DB CA links are slow to reconnect when IOC is rebooted (see mantis-126)
Affects | Status | Importance | Assigned to | Milestone | |
---|---|---|---|---|---|
EPICS Base |
Won't Fix
|
Medium
|
Andrew Johnson |
Bug Description
Both Bob and Dirk have complained about this issue.
The root problem appears to be that the database needs to implement an orderly shutdown.
Additional information:
Here is a message I sent to Dirk:
> we have a problem with CA since we upgraded our MV2300 IOCs to Tornado2.
>
> After a reboot, often channel access links don't connect immediately to
> the server. They connect a few minutes later when this message is printed:
>
> CAC: Unable to connect port 5064 on "172.19.
> 22="S_errno_EINVAL"
>
> My guess is the following:
>
> The server does not know that the client rebooted.

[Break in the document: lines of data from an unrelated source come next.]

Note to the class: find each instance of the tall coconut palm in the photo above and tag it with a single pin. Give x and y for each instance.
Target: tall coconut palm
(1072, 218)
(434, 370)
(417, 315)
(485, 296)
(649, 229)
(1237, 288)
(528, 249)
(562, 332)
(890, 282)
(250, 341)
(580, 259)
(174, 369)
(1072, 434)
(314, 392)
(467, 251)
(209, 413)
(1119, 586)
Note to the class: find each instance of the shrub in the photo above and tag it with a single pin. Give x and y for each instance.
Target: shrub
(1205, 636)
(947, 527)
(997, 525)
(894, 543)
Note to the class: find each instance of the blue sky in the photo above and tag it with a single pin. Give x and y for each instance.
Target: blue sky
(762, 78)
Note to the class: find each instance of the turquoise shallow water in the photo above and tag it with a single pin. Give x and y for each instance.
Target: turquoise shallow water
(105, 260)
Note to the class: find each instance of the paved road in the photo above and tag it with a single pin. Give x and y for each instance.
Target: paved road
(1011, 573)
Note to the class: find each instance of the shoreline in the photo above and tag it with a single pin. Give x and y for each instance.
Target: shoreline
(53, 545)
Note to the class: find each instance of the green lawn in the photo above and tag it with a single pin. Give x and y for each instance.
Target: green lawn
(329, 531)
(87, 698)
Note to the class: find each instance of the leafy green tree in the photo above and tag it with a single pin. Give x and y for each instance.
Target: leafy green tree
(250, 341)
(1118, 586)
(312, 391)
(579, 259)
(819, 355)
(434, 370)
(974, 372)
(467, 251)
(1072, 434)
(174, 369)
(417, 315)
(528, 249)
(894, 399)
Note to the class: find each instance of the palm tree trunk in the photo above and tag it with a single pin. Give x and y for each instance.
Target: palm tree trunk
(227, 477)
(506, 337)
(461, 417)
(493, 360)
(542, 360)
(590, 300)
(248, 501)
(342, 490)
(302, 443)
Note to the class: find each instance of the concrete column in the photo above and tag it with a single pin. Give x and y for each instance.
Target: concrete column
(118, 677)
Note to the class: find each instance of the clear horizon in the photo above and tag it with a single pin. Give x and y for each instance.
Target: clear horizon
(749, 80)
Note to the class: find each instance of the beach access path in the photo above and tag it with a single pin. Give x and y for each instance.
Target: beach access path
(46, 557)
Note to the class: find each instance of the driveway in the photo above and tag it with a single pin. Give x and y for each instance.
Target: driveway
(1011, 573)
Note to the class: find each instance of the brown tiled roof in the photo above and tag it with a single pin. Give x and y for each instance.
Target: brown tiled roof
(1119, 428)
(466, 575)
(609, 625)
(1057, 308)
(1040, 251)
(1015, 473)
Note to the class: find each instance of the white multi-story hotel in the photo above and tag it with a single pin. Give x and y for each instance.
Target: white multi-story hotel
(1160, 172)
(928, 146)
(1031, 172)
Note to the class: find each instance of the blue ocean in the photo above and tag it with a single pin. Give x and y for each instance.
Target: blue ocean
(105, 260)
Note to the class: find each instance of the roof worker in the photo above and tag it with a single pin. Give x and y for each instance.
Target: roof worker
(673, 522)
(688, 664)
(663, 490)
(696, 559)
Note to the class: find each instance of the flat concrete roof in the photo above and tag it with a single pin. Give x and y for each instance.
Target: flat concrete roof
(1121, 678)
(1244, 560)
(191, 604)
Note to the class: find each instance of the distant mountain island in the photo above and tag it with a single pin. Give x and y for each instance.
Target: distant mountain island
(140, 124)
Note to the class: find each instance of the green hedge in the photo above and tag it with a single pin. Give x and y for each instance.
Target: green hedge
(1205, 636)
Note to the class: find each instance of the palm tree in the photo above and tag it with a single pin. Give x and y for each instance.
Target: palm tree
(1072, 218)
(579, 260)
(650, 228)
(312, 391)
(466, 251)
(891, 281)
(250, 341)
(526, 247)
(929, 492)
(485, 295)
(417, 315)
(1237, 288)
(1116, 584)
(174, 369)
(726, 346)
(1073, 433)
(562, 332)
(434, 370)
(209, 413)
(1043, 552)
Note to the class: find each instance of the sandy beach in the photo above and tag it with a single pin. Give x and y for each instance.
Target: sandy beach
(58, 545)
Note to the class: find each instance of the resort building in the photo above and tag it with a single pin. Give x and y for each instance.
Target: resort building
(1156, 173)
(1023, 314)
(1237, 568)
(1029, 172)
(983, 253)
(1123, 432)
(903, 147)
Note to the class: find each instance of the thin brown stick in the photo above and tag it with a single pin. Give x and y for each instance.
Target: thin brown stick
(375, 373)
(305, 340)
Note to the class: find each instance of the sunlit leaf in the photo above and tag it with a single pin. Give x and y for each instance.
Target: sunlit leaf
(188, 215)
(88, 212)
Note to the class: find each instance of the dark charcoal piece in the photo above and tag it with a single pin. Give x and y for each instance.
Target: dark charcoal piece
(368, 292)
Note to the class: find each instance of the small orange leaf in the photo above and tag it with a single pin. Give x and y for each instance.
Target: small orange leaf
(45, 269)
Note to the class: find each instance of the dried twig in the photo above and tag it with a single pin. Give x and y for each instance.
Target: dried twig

> The client uses the same settings (e.g. dynamically assigned port
> number, etc) to connect to the server as last time. The packages now
> look exactly the same as during the last reboot.
>
> Since TCP involves resending lost packages, the server thinks the
> packages are duplicates and drops them.
>
> The server never replies and connect() fails.
Yes, this is one of the subtle compatibility issues with TCP/IP. For the guy that is implementing the server part of an IP kernel its a tradeoff. You have to be robust when hackers attempt a denial of service attack against the server, but you also might like to detect stale circuits and disconnect them when a client who is reusing the same ephemeral port keeps transmitting with the wrong TCP state or the wrong TCP sequence number. It's hard to have both.
> I had the idea to install a rebootHook that closes all CAC sockets, just
> to see if that helps.
>
> Unfortunately, I don't know how to get a list of all CAC sockets. I
> tried to iterate ca_static-
> was either NULL (when I don't call ca_task_initialize) or the ca_iiuList
> is empty (when I do call ca_task_
When vxWorks does a soft reboot they do not initiate a TCP shutdown procedure for any sockets that might be open.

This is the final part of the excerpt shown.